The defendant, Henry Wade, was at the time the district attorney of Dallas County, Texas. The defendant argued that “the right of the unborn child to life is greater than the Plaintiff’s right to privacy”. A defendant is “an individual, company, or institution sued or accused in a court of law”.
Bryon White and William Rehnquist, voted against Roe out of the nine Supreme Court Justices, Warren Burger, William Douglas, William Brennan Jr., Potter Stewart, Byron White, Thurgood Marshall, Harry Blackmun, Lewis Powell Jr., and, William Rehnquist.
Under Roe’s, Trimester Framework, abortions were not restricted in the first trimester of pregnancy.

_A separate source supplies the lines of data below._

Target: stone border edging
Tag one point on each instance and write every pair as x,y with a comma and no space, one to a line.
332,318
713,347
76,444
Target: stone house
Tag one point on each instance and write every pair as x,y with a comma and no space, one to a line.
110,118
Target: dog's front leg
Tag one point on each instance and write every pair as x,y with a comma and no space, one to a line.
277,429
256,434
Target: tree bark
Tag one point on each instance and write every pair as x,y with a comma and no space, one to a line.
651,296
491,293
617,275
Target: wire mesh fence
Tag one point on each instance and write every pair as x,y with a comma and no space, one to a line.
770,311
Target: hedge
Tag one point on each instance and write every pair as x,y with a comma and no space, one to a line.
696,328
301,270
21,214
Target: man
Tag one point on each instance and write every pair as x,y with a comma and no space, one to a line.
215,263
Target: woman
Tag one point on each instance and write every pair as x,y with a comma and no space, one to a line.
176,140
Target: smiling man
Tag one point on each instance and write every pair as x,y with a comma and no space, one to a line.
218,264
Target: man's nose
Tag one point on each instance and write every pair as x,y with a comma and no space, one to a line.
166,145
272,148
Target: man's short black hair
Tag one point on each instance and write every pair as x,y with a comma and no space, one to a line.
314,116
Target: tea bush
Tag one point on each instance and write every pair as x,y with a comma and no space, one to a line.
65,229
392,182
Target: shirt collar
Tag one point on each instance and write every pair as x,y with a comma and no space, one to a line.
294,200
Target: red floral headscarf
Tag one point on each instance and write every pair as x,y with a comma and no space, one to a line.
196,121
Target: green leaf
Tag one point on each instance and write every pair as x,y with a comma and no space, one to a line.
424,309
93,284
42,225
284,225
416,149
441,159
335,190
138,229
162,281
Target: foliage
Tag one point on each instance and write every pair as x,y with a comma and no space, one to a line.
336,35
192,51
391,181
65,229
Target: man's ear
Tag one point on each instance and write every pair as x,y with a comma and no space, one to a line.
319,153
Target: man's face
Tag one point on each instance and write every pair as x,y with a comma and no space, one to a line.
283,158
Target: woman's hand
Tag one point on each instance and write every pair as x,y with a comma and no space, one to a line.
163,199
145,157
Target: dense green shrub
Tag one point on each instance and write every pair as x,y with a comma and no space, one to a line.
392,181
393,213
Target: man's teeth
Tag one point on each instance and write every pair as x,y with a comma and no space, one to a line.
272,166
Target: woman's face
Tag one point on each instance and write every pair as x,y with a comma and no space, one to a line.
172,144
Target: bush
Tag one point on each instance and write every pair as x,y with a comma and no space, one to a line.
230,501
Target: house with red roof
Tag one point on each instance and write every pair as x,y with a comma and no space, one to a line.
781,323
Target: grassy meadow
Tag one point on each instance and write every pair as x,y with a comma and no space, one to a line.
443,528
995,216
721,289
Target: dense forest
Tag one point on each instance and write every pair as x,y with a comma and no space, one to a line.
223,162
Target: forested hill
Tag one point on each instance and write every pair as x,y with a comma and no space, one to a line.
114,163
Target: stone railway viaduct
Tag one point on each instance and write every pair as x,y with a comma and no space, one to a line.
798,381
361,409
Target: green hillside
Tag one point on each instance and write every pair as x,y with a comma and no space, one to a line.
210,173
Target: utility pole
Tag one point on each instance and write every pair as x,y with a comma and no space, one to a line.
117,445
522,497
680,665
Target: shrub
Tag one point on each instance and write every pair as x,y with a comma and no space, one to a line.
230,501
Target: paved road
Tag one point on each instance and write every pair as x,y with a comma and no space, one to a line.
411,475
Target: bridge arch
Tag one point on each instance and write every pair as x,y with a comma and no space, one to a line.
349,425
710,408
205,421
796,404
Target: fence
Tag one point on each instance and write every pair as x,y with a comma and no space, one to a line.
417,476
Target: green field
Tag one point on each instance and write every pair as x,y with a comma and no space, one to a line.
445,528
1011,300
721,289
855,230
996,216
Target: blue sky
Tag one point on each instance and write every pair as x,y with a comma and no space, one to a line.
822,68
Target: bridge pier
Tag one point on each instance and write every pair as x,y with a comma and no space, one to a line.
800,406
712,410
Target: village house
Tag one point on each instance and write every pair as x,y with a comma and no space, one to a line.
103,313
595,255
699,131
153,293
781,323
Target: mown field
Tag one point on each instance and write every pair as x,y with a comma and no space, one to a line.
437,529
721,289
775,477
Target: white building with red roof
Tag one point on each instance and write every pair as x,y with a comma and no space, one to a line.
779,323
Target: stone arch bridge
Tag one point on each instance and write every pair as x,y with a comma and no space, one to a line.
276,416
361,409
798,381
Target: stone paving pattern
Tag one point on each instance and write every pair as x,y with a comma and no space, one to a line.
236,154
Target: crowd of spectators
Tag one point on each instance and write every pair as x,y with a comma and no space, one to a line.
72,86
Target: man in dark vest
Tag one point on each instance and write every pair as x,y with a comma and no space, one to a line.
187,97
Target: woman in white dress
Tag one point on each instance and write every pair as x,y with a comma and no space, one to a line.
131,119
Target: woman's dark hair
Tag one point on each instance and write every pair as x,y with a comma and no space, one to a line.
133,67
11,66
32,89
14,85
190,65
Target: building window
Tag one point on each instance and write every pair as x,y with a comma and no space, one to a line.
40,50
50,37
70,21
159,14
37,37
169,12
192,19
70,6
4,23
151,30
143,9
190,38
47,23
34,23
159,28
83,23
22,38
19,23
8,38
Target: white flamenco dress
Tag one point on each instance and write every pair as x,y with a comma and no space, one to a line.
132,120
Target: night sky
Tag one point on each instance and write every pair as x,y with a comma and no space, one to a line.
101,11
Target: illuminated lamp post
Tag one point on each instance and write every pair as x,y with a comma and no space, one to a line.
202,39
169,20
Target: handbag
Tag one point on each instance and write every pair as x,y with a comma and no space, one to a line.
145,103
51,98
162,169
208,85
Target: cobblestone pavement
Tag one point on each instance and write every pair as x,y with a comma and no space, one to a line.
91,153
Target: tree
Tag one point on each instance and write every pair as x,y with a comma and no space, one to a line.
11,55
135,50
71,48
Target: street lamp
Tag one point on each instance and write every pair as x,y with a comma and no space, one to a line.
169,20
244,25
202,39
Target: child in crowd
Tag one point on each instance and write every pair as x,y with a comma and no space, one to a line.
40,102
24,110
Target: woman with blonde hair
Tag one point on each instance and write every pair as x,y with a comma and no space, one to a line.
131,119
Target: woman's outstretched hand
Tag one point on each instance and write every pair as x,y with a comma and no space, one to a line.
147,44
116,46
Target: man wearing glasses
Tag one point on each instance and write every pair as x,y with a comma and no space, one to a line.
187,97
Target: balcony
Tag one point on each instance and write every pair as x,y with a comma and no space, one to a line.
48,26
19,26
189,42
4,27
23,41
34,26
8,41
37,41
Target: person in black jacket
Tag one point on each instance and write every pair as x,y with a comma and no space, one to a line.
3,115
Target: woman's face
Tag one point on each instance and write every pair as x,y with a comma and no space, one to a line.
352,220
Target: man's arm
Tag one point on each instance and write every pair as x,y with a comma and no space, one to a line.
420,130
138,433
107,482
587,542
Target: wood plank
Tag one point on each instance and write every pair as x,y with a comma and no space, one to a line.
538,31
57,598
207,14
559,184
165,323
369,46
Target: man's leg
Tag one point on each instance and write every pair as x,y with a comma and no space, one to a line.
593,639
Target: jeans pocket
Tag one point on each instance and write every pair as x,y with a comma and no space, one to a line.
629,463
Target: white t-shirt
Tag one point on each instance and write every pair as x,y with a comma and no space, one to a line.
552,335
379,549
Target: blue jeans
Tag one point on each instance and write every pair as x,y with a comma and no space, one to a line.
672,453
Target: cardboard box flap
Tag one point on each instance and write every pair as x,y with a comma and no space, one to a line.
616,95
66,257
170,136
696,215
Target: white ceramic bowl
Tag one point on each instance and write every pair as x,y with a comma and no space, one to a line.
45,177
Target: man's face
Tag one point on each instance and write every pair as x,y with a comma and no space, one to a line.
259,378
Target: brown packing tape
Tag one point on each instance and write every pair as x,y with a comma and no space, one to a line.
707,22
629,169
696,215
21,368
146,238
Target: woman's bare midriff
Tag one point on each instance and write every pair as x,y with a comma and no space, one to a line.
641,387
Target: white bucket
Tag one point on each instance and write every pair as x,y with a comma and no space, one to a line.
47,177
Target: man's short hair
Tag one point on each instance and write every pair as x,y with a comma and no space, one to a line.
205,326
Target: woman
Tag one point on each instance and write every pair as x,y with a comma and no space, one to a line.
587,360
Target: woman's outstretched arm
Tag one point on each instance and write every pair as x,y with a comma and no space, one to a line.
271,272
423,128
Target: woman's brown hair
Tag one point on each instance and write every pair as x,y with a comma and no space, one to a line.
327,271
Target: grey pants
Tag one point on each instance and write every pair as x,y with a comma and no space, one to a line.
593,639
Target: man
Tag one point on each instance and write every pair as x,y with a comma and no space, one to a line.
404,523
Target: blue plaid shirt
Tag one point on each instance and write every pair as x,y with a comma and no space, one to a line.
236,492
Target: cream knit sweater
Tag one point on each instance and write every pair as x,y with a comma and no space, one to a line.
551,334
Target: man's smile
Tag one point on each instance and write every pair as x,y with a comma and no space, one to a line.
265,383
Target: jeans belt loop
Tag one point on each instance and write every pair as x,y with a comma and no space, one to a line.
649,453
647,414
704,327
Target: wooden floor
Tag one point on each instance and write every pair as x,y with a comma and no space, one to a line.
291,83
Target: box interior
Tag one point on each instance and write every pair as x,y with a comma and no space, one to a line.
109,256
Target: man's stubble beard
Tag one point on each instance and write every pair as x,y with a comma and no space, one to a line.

From the end of the first trimester on, a state could restrict abortions for the fetus carrier’s health. From the end of the second trimester, a state could completely outlaw abortions because the fetus is considered viable, meaning “capable of developing and surviving independently”.
However, in interest of the fetus carrier’s health, exceptions could be made after fetal viability.
Planned Parenthood of Southeastern Pennsylvania v. Casey
In 1992, the ruling of the Supreme Court case, Planned Parenthood of Southeastern Pennsylvania v. Casey, reestablished the basic principle of Roe v. Wade, women have the right to obtain an abortion before fetal viability.
The plaintiff in this case, Planned Parenthood of Southeastern Pennsylvania, included multiple Pennsylvanian abortion clinics, and a group of abortion providing Physicians.
The defendant, the Governor of Pennsylvania, Bob Casey Sr., argued that a state has the right to regulate abortion for the sake of a fetus or woman’s health.
The case’s question aimed to narrow the ruling of a previous case, Roe v Wade. Pennsylvania enacted new statutes that required women who want an abortion to wait twenty-four hours before the procedure, get informed consent (the doctors have to make sure that the patients know what’s happening during the procedure, and the outcomes and risks), notify their husbands (if they’re married), and get parental consent, (if they’re minors).
William Rehnquist, Byron White, Antonin Scalia, and Clarence Thomas, voted against Planned Parenthood of Southeastern Pennsylvania, and in favor of Casey out of the nine Supreme Court Justices, William Rehnquist, Byron White, Harry Blackmun, John Paul Stevens, Sandra Day O’Connor, Antonin Scalia, Anthony Kennedy, David Souter, and Clarence Thomas.
During this case, a new standard that would determine the validity of the restrictions for abortion seekers, was called, “undue burden”. This meant that if the restrictions that new laws brought would place “significant difficulty or expense” on the abortion seekers, then it would be unconstitutional and invalid.
Dobbs v. Jackson Women’s Health Organization
A Supreme Court Opinion is a type of writing authored by the Justices themselves. The opinion was authenticized by Chief Justice, John Roberts Jr.
The current Chief Justice of the United States, is John Roberts Jr. The Associate Justices are Clarence Thomas, Stephen Breyer, Samuel Alito, Sonia Sotomayor, Elena Kagan, Neil Gorsuch, Brett Kavanaugh, and Amy Coney Barret.
The draft opinion called for Roe v. Wade to be overruled and said that Roe was “egregiously wrong from the start,”.
Opinions written by the court are not the final ruling of the case. Supreme Court Justices are still able to change their opinions.
A study from American Public Health Association says that “nearly 1 in 4 women is anticipated to have an abortion during her reproductive years”.
Planned Parenthood predicts that if Roe v Wade was overturned, Alabama, Arizona, Arkansas, Georgia, Idaho, Indiana, Kentucky, Louisiana, Mississippi, Missouri, Nebraska, North Dakota, Ohio, Oklahoma, South Carolina, South Dakota, Tennessee, Texas, Utah, West Virginia, and Wisconsin would eliminate access to all abortion procedures.
The most restrictive abortion regulation is in Texas. Texans are unable to receive an abortion after about six weeks into a pregnancy. Most people don’t even know if they’re pregnant then.